COMUNIDADE QUILOMBOLA DE MINAS NOVAS FAZ CAMPANHA PARA RECONSTRUIR ESCOLA.

Só sobraram as ruínas da Escola Municipal Fúlvio Mota, localizada na Comunidade do Macuco Quilombola em Minas Novas, Vale do Jequitinhonha. O espaço que atendia os moradores da região foi desativado há 15 anos, sob o argumento de que não havia demanda. Fato é que, além de descontinuar o ensino por lá, ainda retiraram as telhas, janelas e pisos do prédio que servia também de ponto de encontro para as assembleias, reuniões e ensaios dos grupos folclóricos.

Depois de anos de espera, os moradores se uniram para reativar a escola rural. Eles contestam, argumentando que além das crianças, muitos adultos também foram alfabetizados na Fúlvio Mota por meio do EJA – Educação de Jovens e Adultos. A matriarca do Macuco, Elizabete Rodrigues (68), a Betinha Menan, conta que o terreno para a construção do espaço foi doado por um morador, analfabeto que sonhava em ver o aprendizado de todos.

Para ela, recuperar o prédio simboliza a realização de um sonho, já que o ponto era utilizado para outras atividades. “Aqui tinha missa, reunião, ensaios, era nosso ponto de encontro, além de escola.
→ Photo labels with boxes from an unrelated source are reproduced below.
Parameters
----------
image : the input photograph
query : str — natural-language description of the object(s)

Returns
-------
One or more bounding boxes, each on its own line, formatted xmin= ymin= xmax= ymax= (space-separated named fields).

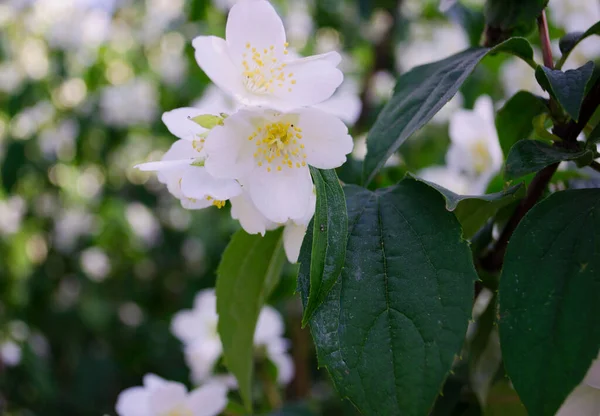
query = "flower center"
xmin=242 ymin=42 xmax=296 ymax=94
xmin=470 ymin=140 xmax=492 ymax=175
xmin=248 ymin=121 xmax=306 ymax=172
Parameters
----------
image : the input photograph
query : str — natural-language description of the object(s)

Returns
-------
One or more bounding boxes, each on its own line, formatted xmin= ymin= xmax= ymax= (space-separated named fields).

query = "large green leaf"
xmin=298 ymin=178 xmax=477 ymax=416
xmin=499 ymin=189 xmax=600 ymax=415
xmin=302 ymin=167 xmax=348 ymax=325
xmin=496 ymin=91 xmax=548 ymax=156
xmin=363 ymin=38 xmax=533 ymax=184
xmin=504 ymin=140 xmax=591 ymax=179
xmin=484 ymin=0 xmax=548 ymax=31
xmin=535 ymin=62 xmax=594 ymax=121
xmin=415 ymin=178 xmax=525 ymax=238
xmin=216 ymin=229 xmax=285 ymax=410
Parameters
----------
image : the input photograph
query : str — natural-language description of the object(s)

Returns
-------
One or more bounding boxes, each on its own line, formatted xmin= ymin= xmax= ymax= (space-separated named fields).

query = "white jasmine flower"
xmin=556 ymin=355 xmax=600 ymax=416
xmin=193 ymin=0 xmax=343 ymax=111
xmin=116 ymin=374 xmax=228 ymax=416
xmin=205 ymin=108 xmax=353 ymax=224
xmin=136 ymin=108 xmax=242 ymax=209
xmin=171 ymin=289 xmax=293 ymax=384
xmin=446 ymin=96 xmax=503 ymax=192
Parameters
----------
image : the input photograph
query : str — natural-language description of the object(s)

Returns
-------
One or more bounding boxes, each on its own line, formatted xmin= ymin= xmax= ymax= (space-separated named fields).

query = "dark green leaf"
xmin=484 ymin=0 xmax=548 ymax=31
xmin=363 ymin=38 xmax=533 ymax=184
xmin=504 ymin=140 xmax=586 ymax=180
xmin=499 ymin=189 xmax=600 ymax=415
xmin=415 ymin=178 xmax=525 ymax=238
xmin=216 ymin=228 xmax=285 ymax=411
xmin=302 ymin=167 xmax=348 ymax=325
xmin=558 ymin=22 xmax=600 ymax=60
xmin=298 ymin=178 xmax=477 ymax=416
xmin=496 ymin=91 xmax=548 ymax=157
xmin=535 ymin=62 xmax=594 ymax=121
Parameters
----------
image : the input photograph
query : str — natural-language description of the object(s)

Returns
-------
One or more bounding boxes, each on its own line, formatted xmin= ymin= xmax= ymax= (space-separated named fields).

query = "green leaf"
xmin=302 ymin=167 xmax=348 ymax=326
xmin=484 ymin=0 xmax=548 ymax=31
xmin=558 ymin=22 xmax=600 ymax=68
xmin=535 ymin=61 xmax=594 ymax=121
xmin=499 ymin=189 xmax=600 ymax=415
xmin=298 ymin=178 xmax=477 ymax=416
xmin=363 ymin=38 xmax=533 ymax=184
xmin=216 ymin=228 xmax=285 ymax=411
xmin=415 ymin=178 xmax=525 ymax=238
xmin=504 ymin=140 xmax=586 ymax=180
xmin=496 ymin=91 xmax=548 ymax=157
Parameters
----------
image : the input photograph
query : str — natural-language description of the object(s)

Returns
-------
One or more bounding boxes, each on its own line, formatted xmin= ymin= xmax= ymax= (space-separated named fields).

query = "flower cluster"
xmin=138 ymin=0 xmax=353 ymax=262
Temos crianças e muitos adultos analfabetos que gostariam de estudar. Na idade que estamos não conseguimos pegar ônibus para ir à cidade todos os dias”, comenta.
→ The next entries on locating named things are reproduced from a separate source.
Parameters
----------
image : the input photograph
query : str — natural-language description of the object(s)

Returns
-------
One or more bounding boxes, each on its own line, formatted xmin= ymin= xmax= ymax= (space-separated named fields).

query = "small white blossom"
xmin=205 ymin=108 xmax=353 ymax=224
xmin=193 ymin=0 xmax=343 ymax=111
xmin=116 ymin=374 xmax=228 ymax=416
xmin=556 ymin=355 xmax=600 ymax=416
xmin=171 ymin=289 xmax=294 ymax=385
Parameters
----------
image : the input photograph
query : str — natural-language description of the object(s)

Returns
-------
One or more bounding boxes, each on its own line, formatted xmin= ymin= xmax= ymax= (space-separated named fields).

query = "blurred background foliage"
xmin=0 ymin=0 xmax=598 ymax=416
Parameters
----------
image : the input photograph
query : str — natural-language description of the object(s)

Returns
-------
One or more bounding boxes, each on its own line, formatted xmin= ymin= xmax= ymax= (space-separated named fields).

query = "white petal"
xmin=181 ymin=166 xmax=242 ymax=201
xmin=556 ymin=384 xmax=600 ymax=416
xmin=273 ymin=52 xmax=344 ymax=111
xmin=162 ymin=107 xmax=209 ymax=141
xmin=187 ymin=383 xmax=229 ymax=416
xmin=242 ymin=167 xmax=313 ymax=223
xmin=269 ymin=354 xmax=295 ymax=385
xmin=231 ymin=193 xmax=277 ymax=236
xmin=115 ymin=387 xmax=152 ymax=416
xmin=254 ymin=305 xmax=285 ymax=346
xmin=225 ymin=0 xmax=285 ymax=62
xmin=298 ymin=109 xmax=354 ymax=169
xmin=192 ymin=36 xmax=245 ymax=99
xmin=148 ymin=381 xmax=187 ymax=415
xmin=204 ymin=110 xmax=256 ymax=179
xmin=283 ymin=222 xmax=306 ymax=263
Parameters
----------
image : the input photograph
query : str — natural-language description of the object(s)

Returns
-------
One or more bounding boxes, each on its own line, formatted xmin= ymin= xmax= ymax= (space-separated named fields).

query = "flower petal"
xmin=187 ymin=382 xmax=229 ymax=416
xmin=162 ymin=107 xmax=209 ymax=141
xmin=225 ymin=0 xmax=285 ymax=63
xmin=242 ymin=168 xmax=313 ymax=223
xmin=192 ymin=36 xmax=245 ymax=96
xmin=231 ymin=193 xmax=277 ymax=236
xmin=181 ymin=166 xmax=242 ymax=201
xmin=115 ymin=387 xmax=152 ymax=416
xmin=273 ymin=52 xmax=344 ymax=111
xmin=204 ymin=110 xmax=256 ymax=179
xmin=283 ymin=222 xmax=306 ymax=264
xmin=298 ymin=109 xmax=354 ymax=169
Betinha se lembra dos tempos em que passava o dia trabalhando na lavoura e podia ir para a escola à noite. “Era muito importante. A gente ia para a roça, depois tomava banho e vinha estudar. Reativar a escola é nosso sonho. Temos esperança que vai voltar”, afirma.
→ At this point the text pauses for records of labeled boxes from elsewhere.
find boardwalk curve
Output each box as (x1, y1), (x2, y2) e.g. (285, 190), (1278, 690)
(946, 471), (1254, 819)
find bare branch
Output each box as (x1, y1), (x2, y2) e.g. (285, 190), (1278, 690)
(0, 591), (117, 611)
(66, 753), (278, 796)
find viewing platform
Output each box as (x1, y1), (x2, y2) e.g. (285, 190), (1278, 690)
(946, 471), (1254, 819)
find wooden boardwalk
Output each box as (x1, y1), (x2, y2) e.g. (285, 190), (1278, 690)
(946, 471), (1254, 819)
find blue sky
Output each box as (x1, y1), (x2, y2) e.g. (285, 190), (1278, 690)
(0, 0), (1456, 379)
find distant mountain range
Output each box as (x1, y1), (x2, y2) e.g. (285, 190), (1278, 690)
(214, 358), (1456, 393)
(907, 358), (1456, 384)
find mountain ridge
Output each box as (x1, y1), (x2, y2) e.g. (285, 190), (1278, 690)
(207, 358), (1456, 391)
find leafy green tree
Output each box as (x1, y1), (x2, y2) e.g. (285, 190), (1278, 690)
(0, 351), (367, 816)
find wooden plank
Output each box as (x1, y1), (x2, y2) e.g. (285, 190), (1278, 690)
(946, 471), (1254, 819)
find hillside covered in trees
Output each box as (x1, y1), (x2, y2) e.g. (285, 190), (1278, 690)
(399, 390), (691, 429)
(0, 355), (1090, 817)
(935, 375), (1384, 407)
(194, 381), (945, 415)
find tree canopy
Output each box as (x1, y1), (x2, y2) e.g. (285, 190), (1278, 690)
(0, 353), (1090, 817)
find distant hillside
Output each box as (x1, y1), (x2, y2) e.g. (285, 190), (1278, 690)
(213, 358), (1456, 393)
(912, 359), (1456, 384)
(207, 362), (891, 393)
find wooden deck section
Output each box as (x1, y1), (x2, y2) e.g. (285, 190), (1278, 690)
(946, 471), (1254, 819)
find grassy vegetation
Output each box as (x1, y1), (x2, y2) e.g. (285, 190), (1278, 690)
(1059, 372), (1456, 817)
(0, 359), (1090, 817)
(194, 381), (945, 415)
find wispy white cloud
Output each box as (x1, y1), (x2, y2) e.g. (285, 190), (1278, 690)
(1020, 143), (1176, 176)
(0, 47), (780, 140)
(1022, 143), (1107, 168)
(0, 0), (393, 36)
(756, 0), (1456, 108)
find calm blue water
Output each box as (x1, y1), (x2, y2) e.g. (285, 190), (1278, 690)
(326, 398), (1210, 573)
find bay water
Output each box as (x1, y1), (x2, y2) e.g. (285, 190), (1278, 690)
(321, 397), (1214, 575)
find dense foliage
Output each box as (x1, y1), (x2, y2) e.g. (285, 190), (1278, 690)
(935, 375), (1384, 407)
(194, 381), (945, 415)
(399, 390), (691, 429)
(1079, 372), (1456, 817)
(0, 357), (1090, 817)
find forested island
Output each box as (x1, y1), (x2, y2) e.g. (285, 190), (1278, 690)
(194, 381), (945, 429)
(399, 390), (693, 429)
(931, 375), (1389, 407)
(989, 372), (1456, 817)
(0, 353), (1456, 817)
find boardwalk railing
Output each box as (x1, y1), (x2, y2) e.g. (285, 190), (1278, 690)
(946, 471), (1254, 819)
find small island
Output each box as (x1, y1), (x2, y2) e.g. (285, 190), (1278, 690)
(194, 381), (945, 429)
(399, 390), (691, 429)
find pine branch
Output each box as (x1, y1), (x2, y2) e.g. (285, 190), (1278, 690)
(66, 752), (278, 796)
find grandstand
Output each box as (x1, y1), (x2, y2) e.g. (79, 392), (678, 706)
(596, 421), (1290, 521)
EDUCAÇÃO QUILOMBOLA - Segundo dados da Fundação Cultural Palmares do Ministério da Cultura, o Brasil tem 1.209 comunidades remanescentes de quilombos certificadas e 143 áreas com terras já tituladas. Minas Gerais ocupa a terceira posição nacional com 89 territórios reconhecidos.

Estes espaços são de conservação de saberes e fazeres e, por este motivo, tem direito a uma educação que respeite a tradição do povo. O Censo Escolar de 2007, aponta que o Brasil tem aproximadamente 151 mil alunos matriculados em 1.253 escolas localizadas em áreas remanescentes de quilombos.

A Comunidade do Macuco Quilombola possui atualmente 37 famílias e está com uma arrecadação online para auxiliar no projeto. A meta em 2020, era de R$45 mil para erguer um novo prédio para a escola. A líder comunitária, Juscilene Alves Costa, a Leninha, explica que a reconstrução da escola é importante, pois irá trazer vida à comunidade. “Todos os nossos saberes se perdem quando os alunos da comunidade vão para a sede. Com a introdução de novas culturas os jovens quilombolas começam a deixar os costumes ancestrais de lado e seguir o que é moda ultimamente. Muitas vezes até sentem vergonha em participar de grupos folclóricos da comunidade com receio de não serem aceitos pelos seus colegas”, afirma.